Even now, as they settled into the carriage, she had no idea where they might be bound, but it became clear after many long, silent moments that they were heading into the fishing village of Porthleven. Was Corisande perhaps meeting them at the Easton parsonage? Lindsay was almost relieved when they rumbled by the cozy stone house with its blue shutters, not because she didn’t want to see Corisande’s three younger sisters and Frances, their motherly housekeeper, but because she felt little like talking to anyone herself, her nerves on edge.
Her father was so still, so grim almost, occasionally checking his pocket watch and then staring out the window, until finally she could bear the suspense no longer.

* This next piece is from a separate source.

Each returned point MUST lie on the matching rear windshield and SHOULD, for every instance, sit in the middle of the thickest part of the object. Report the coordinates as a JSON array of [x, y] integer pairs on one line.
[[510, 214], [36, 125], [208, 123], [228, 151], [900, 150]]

“Papa, will you please tell me—”
“Good, she looks ready to sail.”
Her heart rearing at his words, Lindsay followed his gaze to the quay down the hill and a single-masted ship she recognized at once, Oliver Trelawny’s Fair Betty. She could see men moving busily about the deck and sails being unfurled, but what made her mouth drop open in astonishment was that Corisande stood at the starboard railing next to the burly Cornish captain, though she left him and bolted down the gangplank when the carriage rolled to a stop.
“We’ve no time for good-byes, Lindsay—you must go,” her father urgently insisted as the footman opened the door.
Almost in a daze, Lindsay obeyed him, allowing herself to give him only a quick, fierce hug before she found herself on the quay, Corisande rushing to her side.